Esta norma de Bucareli, si bien en líneas generales afectó sensiblemente el sistema productivo de las misiones en general, para el caso del Departamento de Yapeyú, especialmente bajo la Administración de Juan de San Martín, posibilitó un importante crecimiento económico y la expansión territorial hacia lo que es hoy el nordeste entrerriano, con la creación de estancias comunitarias y la promoción del otorgamiento de propiedades particulares a idóneos hacendados guaraníes que explotaron correctamente las tierras otorgadas para su beneficio.

Los autores de la reforma para las misiones estaban convencidos del inmediato éxito de la misma. Tan seguros estaban de que los guaraníes habían sido víctimas de la “opresión y atraso” premeditado de los jesuitas que, a pesar de que la decadencia se hizo evidente en muy poco tiempo, todas las medidas que intentaron frenar la misma se dirigieron a “corregir” los errores de los jesuitas, sin ver las notorias deficiencias del sistema implementado por el gobernador de Buenos Aires.

Los pueblos comenzaron a mostrar muy pronto signos de disminución demográfica y productiva, mientras voces ilustradas, como las de Gonzalo de Doblas o Francisco de Aguirre, asesores del virrey Gabriel de Avilés y del Fierro, marqués de Avilés, cegados por su antijesuitismo, seguían inculpando a la Compañía como causante del incontrolable caos reinante.

Este fenómeno de la decadencia de los pueblos en el período inmediato a la expulsión y hasta bien entrado el siglo XIX, puede seguirse a partir de los datos demográficos que nos brindan las numerosas compulsas realizadas en aquel período.

Esos censos, realizados con el fin de fiscalizar la magnitud de la decadencia por las autoridades virreinales, constituyen hoy una fuente extraordinaria para comprender aquella historia de las misiones postjesuíticas.

A partir de esos datos, por ejemplo, se puede desterrar aquella simplista y reiterada afirmación de la vuelta a la selva de la población guaranítica, tan difundida hasta no hace mucho tiempo. Las razones de la decadencia fueron muchas y muy variadas.

Parten desde una incomprensión de la cultura guaranítica por parte de los ilustrados gobernantes rioplatenses encargados de las reformas, hasta una mala implementación por parte de los ejecutores de esas reformas en los pueblos que administraban. Tampoco están exentos de responsabilidad los sacerdotes que, seguramente de manera repentina, debieron hacerse cargo de misionar en pueblos determinadamente acostumbrados a un sistema de vida de larga data entre los jesuitas.

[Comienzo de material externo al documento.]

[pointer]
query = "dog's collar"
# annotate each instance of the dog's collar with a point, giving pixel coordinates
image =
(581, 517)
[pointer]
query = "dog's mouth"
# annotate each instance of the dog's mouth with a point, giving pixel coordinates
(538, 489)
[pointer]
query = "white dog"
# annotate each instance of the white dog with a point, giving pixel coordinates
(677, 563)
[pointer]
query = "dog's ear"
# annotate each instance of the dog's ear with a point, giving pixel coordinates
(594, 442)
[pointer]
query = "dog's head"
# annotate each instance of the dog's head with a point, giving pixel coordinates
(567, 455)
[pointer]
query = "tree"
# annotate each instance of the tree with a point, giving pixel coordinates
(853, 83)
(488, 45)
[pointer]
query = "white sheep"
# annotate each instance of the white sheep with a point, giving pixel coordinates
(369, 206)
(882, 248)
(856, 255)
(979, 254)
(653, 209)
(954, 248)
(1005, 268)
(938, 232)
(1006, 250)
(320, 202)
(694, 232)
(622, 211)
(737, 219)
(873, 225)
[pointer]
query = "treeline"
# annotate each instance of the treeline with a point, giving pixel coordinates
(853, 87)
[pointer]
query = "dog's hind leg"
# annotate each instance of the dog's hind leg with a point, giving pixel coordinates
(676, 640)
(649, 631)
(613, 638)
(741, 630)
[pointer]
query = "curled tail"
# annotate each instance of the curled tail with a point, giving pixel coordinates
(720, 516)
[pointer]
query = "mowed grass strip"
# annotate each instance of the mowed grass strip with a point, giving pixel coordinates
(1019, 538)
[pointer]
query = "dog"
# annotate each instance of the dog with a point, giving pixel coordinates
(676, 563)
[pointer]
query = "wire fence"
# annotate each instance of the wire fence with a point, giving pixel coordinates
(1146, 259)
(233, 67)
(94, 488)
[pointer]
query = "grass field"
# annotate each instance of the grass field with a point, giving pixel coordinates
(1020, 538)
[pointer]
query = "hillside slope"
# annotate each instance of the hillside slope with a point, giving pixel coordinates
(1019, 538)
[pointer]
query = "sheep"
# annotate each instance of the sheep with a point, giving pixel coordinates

No debe obviarse tampoco el carácter centralizador y burocrático de la monarquía española en tiempos de los Borbones. La misma producía un sistema donde las autoridades subalternas carecían de poder para la toma de decisiones rápidas y con cierta autonomía. Ello quitó posibilidades, seguramente, a enérgicas medidas que se pudieron haber tomado para paliar la evidente crisis reinante en las misiones.